Adolescent smoking is associated with auditory-cognitive deficits and structural alterations to auditory thalamocortical systems, suggesting that higher auditory function is vulnerable to nicotine exposure during adolescence. Although nicotinic acetylcholine receptors (nAChRs) regulate thalamocortical processing in adults, it is not known whether they regulate processing at earlier ages since their expression pattern changes throughout postnatal development. Here we investigate nicotinic regulation of tone-evoked current source density (CSD) profiles in mouse primary auditory cortex from just after hearing onset until adulthood.
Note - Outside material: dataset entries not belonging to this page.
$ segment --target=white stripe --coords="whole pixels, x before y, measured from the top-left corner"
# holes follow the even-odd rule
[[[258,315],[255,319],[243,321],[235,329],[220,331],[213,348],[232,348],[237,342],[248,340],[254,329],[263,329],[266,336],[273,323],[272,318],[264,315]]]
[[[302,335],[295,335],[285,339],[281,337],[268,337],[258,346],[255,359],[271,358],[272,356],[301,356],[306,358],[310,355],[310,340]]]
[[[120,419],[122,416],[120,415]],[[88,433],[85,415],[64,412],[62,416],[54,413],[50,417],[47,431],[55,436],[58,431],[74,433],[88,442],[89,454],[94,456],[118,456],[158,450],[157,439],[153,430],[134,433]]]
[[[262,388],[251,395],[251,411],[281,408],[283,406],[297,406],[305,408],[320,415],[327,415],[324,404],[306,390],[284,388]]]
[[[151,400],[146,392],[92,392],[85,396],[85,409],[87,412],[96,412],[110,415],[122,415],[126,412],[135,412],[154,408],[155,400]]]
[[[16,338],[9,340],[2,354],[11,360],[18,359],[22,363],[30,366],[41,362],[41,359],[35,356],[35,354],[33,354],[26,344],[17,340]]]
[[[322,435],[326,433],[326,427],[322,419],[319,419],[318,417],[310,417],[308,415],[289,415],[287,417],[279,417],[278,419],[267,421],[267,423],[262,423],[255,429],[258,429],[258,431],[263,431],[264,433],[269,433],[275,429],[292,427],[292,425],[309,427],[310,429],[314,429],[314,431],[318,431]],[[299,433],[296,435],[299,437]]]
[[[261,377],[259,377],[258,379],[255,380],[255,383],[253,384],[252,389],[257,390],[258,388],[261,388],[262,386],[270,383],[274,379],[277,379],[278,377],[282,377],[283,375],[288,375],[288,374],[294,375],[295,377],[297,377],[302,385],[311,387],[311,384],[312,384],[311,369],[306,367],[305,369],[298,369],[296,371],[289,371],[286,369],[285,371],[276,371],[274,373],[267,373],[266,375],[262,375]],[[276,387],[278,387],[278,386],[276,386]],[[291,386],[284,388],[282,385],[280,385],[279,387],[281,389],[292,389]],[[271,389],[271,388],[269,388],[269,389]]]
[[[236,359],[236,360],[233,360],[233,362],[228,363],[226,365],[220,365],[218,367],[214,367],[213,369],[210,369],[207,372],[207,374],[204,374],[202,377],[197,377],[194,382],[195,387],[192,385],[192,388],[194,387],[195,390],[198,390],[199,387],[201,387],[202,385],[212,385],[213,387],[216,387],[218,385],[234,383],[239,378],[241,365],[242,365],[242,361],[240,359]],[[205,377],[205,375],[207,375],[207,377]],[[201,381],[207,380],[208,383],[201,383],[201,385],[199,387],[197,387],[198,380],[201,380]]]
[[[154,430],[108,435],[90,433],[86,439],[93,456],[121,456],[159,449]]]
At the youngest ages, systemic nicotine did not affect CSD profiles. However, beginning in early adolescence nicotine enhanced characteristic frequency (CF)-evoked responses in layers 2-4 by enhancing thalamocortical, early intracortical, and late intracortical response components. Nicotinic responsiveness developed rapidly and peaked over the course of adolescence, then declined thereafter. Generally, responsiveness in females developed more quickly, peaked earlier, and declined more abruptly and fully than in males. In contrast to the enhancement of CF-evoked responses, nicotine suppressed shorter-latency intracortical responses to spectrally distant (non-CF) stimuli while enhancing longer-latency responses. Intracortical infusion of nAChR antagonists showed that enhancement of CF-evoked intracortical processing involves α4β2*, but not α7, nAChRs, whereas both receptor subtypes regulate non-CF-evoked late intracortical responses. Notably, antagonist effects in females implied regulation by endogenous acetylcholine. Thus, nicotinic regulation of cortical processing varies with age and sex, with peak effects during adolescence that may contribute to the vulnerability of adolescents to smoking.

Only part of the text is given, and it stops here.